También conocida como sarda o verdel, la caballa es un pez marino de la familia de los escómbridos, muy fácil de reconocer por su cuerpo de color azul con bandas oscuras, vientre plateado y aletas grises.
Gran depredadora, la caballa se alimenta de sardinas y de otros pequeños pelágicos. Aparece en las costas formando grandes bancos procedente de aguas profundas donde pasa del invierno.

Como el resto de las conservas de pescados, la caballa pertenece a los denominados “pescados azules”. La presencia de grasa rica en ácidos poliinsaturados la convierte en un pescado altamente saludable para nuestro organismo.

El elevado contenido protéico de la caballa, similar a la del huevo o a la carne, la sitúa entre los alimentos que intervienen en la formación de la estructura muscular de nuestro organismo.

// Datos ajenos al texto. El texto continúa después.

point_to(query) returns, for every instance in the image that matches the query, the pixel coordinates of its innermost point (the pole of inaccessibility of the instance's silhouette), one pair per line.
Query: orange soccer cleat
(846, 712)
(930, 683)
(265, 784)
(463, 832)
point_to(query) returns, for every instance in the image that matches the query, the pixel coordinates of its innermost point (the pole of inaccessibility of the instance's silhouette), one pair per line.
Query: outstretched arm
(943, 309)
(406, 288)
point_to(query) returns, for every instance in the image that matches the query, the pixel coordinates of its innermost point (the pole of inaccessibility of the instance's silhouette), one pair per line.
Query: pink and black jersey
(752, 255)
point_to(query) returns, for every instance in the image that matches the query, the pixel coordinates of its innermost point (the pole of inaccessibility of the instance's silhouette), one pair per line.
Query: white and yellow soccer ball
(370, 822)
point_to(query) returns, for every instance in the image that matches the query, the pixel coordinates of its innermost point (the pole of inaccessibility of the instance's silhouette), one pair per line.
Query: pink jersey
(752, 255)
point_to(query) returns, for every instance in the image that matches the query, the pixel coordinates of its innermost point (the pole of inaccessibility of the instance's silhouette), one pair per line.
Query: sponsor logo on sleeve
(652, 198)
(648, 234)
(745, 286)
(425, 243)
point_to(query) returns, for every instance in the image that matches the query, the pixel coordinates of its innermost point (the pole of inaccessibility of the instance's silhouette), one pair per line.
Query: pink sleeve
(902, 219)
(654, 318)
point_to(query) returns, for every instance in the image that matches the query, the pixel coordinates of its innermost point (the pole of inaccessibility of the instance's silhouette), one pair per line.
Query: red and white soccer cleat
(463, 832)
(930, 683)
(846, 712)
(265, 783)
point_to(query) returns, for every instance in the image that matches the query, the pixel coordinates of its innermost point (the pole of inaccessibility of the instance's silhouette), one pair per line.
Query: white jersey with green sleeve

Entre los aminoácidos esenciales que abundan en la proteína de los pescados azules figura la lisina, fundamental para el crecimiento de los niños, y el triptófano, necesario en la formación de la sangre.

La caballa es un alimento de fácil digestión y una excelente fuente de vitaminas y minerales que se mantienen íntegros en la conserva.

El omega 3

La caballa, con larga tradición en la conserva, aporta ácidos grasos oléico, linoléico (esencial porque el organismo no lo sintetiza y sólo puede obtenerse a través de la alimentación) y omega 3.

El omega 3 es una grasa poliinsaturada con demostrados beneficios para el corazón, puesto que ayuda a reducir los niveles de colesterol y triglicéridos en sangre, disminuye la presión arterial, aumenta la vasodilatación y reduce, por tanto, los riesgos de infarto miocardio.

Los primeros descubrimientos que llevaron al hallazgo de este nutriente tuvieron lugar a principio de los años setenta cuando unos científicos daneses trataban de averiguar por qué el índice de infarto entre los esquimales era casi inexistente, comparando con en de los europeos.

No podía tratarse de una razón genética porque cuando los esquimales emigraban a Europa y se adaptaban a los hábitos alimenticios de este continente su tasa de infarto se equiparaba a la de los europeos.

Las investigaciones revelaron que el escudo protector de los esquimales no era otro que su alto consumo de pescado azul.